Kerri Miller is host of MPR News' weekday program The Daily Circuit. Kerri joined Minnesota Public Radio in June 2004. She has been a radio and television news reporter since 1981. She has won numerous awards, including the Society of Professional Journalists National Achievement Award, Minnesota Broadcasters Award, the Associated Press Award and a Gracie award from the Association of Women in Radio and Television for the literary series, Talking Volumes.

David Pagel

David Pagel is an Associate Professor at the Claremont Graduate University, curator, and art critic. He writes regularly for the Los Angeles Times.

His recent activities include:

Curatorial: • "Damaged Romanticism: A Mirror of Modern Emotion," with Terrie Sultan and "Electric Mud," both for the Blaffer Gallery at the University of Houston • "L.A. Now," at the Las Vegas Art Museum • "Underground Pop," at the Parrish Art Museum in Southampton, NY, where he is an adjunct curator. The 10-artist exhibition focused on the links between Pop and Folk Art in works that turn away from the increasingly homogenized character of global culture. • "Softcore Hard Edge," at the Art Gallery of Calgary, co-curated with Marianne Elder, an 18-artist exhibition on the legacy of California Hard Edge Abstraction

Publications: • "Fast Times: Slow Looks," in "Wendell Gladstone, D.O.A., S.O.S., ETC.," • "The Handmade Imagination of John Frame," in "Three Fragments of a Lost Tale," for The Huntington Library, Art Collections and Botanical Gardens • "Unassuming and Nutty," in "Dion Johnson, New Paintings," Rebecca Ibel Gallery, Columbus, Ohio • "Cool Compassion: Steven Criqui's Pop Pathos," in "Steven Criqui: A Retrospective/Memorial," for the University of California, Irvine

Interviews: • Michael Brewster, Tom Eatherton, Ed Moses, and John White for "It Happened at Pomona: 1969-1973," part of the John Paul Getty Museum's "Pacific Standard Time"

In 2010 he achieved his five-year goal of riding his bicycle the distance equal to the circumference of the Earth, 24,902 miles. Among his many rides was "Breathless Agony 2010." He also builds fantastic dioramas.

Jennifer Preston

Jennifer Preston is a reporter for The New York Times, covering the intersection of social media, politics, government, business and real life. She took on the new beat in January 2011 after working as the newsroom's first Social Media Editor, helping her fellow journalists use social media for reporting, real-time publishing and building community.

Jennifer has worked for The New York Times since 1995 as a political reporter, a section editor and newsroom manager.
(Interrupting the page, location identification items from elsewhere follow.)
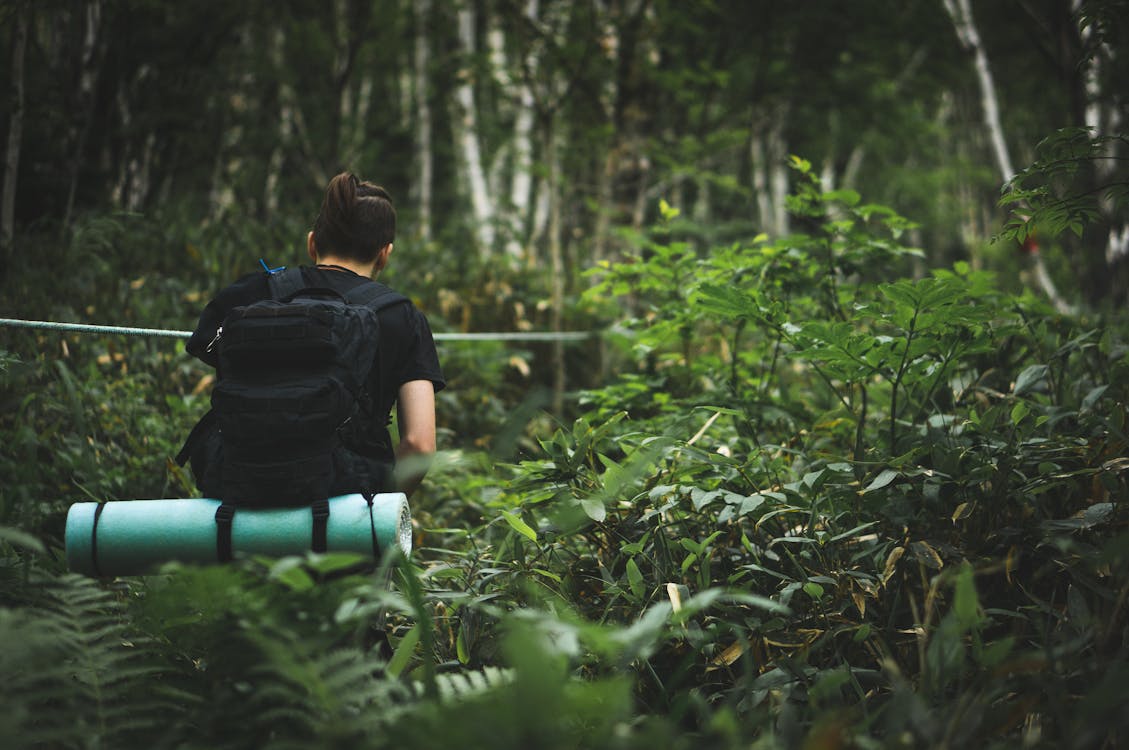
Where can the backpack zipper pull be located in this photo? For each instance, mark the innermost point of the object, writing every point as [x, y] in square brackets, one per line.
[211, 346]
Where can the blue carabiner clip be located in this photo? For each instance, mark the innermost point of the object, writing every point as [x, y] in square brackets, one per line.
[269, 269]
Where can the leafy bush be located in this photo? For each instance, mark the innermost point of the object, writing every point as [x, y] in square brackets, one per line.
[824, 504]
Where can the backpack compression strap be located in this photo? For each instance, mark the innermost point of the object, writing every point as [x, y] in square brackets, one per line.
[285, 282]
[374, 295]
[225, 516]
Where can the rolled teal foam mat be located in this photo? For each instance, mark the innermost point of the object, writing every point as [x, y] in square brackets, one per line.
[134, 537]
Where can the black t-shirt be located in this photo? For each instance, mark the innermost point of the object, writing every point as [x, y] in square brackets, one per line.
[407, 349]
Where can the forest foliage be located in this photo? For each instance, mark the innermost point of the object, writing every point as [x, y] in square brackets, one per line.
[836, 471]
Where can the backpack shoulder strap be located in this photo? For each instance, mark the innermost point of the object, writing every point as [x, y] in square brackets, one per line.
[285, 282]
[374, 295]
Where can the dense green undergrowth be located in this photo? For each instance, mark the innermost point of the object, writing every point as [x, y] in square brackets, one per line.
[828, 503]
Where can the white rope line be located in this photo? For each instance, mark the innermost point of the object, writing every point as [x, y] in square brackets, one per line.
[497, 336]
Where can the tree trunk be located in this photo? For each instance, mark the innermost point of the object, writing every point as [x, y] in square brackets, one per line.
[556, 261]
[350, 20]
[960, 11]
[467, 139]
[15, 140]
[518, 89]
[93, 48]
[768, 154]
[425, 155]
[1102, 267]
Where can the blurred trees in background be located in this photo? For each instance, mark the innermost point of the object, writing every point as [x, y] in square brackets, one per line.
[525, 134]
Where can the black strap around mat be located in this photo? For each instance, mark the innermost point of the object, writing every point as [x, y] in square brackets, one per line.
[224, 515]
[94, 539]
[372, 522]
[321, 509]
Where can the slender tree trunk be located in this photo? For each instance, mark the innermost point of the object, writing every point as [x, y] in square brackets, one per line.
[276, 44]
[350, 22]
[425, 155]
[90, 62]
[768, 151]
[15, 140]
[521, 183]
[960, 11]
[467, 139]
[556, 260]
[1102, 120]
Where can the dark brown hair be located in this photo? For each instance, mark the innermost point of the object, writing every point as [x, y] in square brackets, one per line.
[357, 219]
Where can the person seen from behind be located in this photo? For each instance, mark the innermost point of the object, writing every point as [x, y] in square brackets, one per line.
[350, 244]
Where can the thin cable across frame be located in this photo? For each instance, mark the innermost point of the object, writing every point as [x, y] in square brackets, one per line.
[495, 336]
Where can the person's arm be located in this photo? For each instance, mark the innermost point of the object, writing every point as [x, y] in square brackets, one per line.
[416, 421]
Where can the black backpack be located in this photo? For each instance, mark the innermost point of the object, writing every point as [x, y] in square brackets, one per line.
[291, 377]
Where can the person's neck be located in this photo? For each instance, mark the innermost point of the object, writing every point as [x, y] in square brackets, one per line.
[347, 264]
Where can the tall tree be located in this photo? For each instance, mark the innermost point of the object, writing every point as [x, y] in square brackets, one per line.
[15, 138]
[966, 31]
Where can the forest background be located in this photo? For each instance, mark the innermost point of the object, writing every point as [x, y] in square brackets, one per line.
[843, 461]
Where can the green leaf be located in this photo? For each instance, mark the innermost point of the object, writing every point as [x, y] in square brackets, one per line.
[965, 602]
[635, 578]
[594, 508]
[882, 480]
[517, 524]
[403, 652]
[1029, 378]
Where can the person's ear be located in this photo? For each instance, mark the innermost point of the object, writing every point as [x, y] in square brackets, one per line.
[311, 247]
[382, 255]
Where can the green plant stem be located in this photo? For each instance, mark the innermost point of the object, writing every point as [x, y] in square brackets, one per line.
[898, 382]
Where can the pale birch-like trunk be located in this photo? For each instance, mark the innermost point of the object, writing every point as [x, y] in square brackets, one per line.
[90, 62]
[521, 166]
[1103, 120]
[425, 155]
[960, 11]
[556, 261]
[286, 129]
[465, 127]
[15, 140]
[132, 184]
[768, 154]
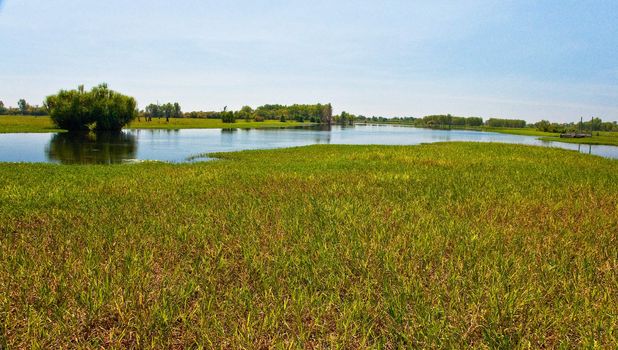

As a reporter, she has written about the role of social media in the unrest that has spread across the Middle East and North Africa.

Before joining the Times, Jennifer worked for New York Newsday as City Hall bureau chief, covering three mayors and was the first woman to work as a bureau chief at One Police Plaza. She was also a deputy city editor and circulation marketing director.

Jennifer has won several awards for investigative reporting, including the New York Press Club's Gold Typewriter Award for outstanding public service for a series about the use of deadly force by off-duty police officers.

She is an adjunct professor at Columbia University Graduate School of Journalism and author of the book, "Queen Bess"

Kevin Schreck

Originally from Minneapolis, Minnesota, Kevin Schreck is a young documentary filmmaker currently living and working in New York. Persistence of Vision is his first major feature-length film, which has played at over 30 festivals on four continents to universal acclaim.

About the conference:

The Arts & Culture Conference is an interdisciplinary initiative of the College of Arts & Sciences and includes the support of the Department of Art & Design, the Communication Program, the Department of Music, and UND Art Collections. The Conference seeks to promote a conversation about the role of the arts in public life that extends beyond single disciplines and beyond the university itself. Conference visitors interact with students in the classroom, the conference extends those conversations to the community through downtown events, and a special edition of prints produced around the conference theme are archived in UND's Art Collections.